Let $P_k$ be a point on the curve $y=\ln x$ in $xy-$plane whose $x$ coordinate is $1+\frac{k}{n},$ $k=1,2,3,\dots ,n.$ If $A$ is $(1,0),$ then $\underset{n\to \infty }{lim}\frac{1}{n}\sum _{k=1}^n{\left(A{P}_k\right)}^2$ equals
(Here, $A{P}_k$ is the distance between points $A$ and $P_k$)

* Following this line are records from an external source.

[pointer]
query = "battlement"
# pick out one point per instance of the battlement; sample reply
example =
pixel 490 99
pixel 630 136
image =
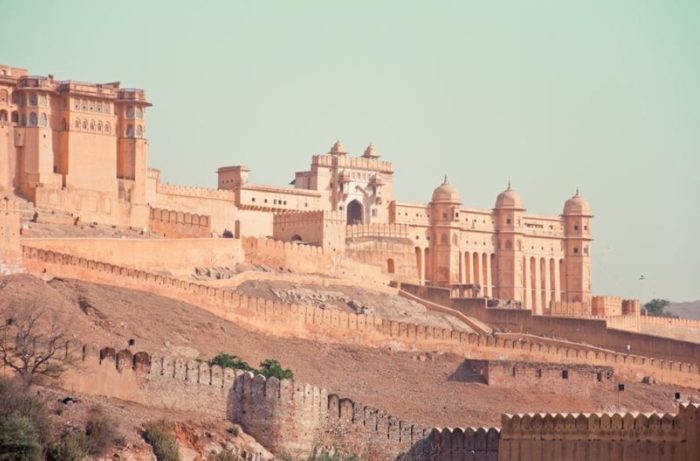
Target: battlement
pixel 345 161
pixel 564 377
pixel 197 192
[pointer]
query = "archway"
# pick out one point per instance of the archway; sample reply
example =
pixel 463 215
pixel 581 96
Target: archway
pixel 354 212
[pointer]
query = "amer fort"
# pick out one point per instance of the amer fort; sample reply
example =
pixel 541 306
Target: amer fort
pixel 486 317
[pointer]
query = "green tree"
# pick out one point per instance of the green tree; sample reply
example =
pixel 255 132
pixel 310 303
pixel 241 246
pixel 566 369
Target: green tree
pixel 225 360
pixel 19 440
pixel 657 307
pixel 271 367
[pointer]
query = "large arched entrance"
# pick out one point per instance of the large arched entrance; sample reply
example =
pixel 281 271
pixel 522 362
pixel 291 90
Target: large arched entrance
pixel 354 212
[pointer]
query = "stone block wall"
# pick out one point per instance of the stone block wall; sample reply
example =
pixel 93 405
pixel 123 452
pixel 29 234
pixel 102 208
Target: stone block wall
pixel 10 249
pixel 562 377
pixel 179 224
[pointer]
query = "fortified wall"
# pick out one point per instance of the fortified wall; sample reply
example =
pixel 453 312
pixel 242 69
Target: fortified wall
pixel 161 255
pixel 325 325
pixel 566 378
pixel 10 250
pixel 323 228
pixel 179 224
pixel 595 331
pixel 289 417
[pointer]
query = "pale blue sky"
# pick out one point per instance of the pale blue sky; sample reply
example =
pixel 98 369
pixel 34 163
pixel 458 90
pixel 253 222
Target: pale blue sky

• A. $\frac{1}{3}+2(\ln 2{)}^2$
• B. $\frac{1}{3}+2{\left(\ln \left(\frac{2}{e}\right)\right)}^2$
• C. $\frac{1}{3}+{\left(\ln \left(\frac{2}{e}\right)\right)}^2$
• D. $\frac{1}{3}+2\ln \left(\frac{2}{e}\right)$

Answer 1

The correct option is B $\frac{1}{3}+2{\left(\ln \left(\frac{2}{e}\right)\right)}^2$

Distance between points $A(1,0)$ and $P_k(1+\frac{k}{n},\ln (1+\frac{k}{n}))$ is
$A{P}_k=\sqrt{{(1+\frac{k}{n}-1)}^2+{(\ln (1+\frac{k}{n})-0)}^2}$
$\Rightarrow A{P}_k=\sqrt{{\left(\frac{k}{n}\right)}^2+{\left(\ln (1+\frac{k}{n})\right)}^2}$
$\Rightarrow {\left(A{P}_k\right)}^2={\left(\frac{k}{n}\right)}^2+{\left(\ln (1+\frac{k}{n})\right)}^2$

Now, $\underset{n\to \infty }{lim}\frac{1}{n}\sum _{k=1}^n{\left(A{P}_k\right)}^2$
$=\underset{n\to \infty }{lim}\frac{1}{n}\sum _{k=1}^n\left[{\left(\frac{k}{n}\right)}^2+{\left(\ln (1+\frac{k}{n})\right)}^2\right]$
$=\underset{0}{\overset{1}{\int }}(x^2+(\ln (1+x){)}^2)dx$
$=\frac{1}{3}+\underset{1}{\overset{2}{\int }}(\ln t{)}^{2}dt$
$=\frac{1}{3}+{\left[t\right(\ln t{)}^2]}_1^2-\underset{1}{\overset{2}{\int }}2\ln \left(t\right)dt$
$=\frac{1}{3}+2(\ln 2{)}^2-2[t(\ln t-1){]}_1^2$
$=\frac{1}{3}+2(\ln 2{)}^2-2[2\left(\ln 2\right)-1]$
$=\frac{1}{3}+2(\ln 2-1{)}^2$
$=\frac{1}{3}+2{\left(\ln \left(\frac{2}{e}\right)\right)}^2$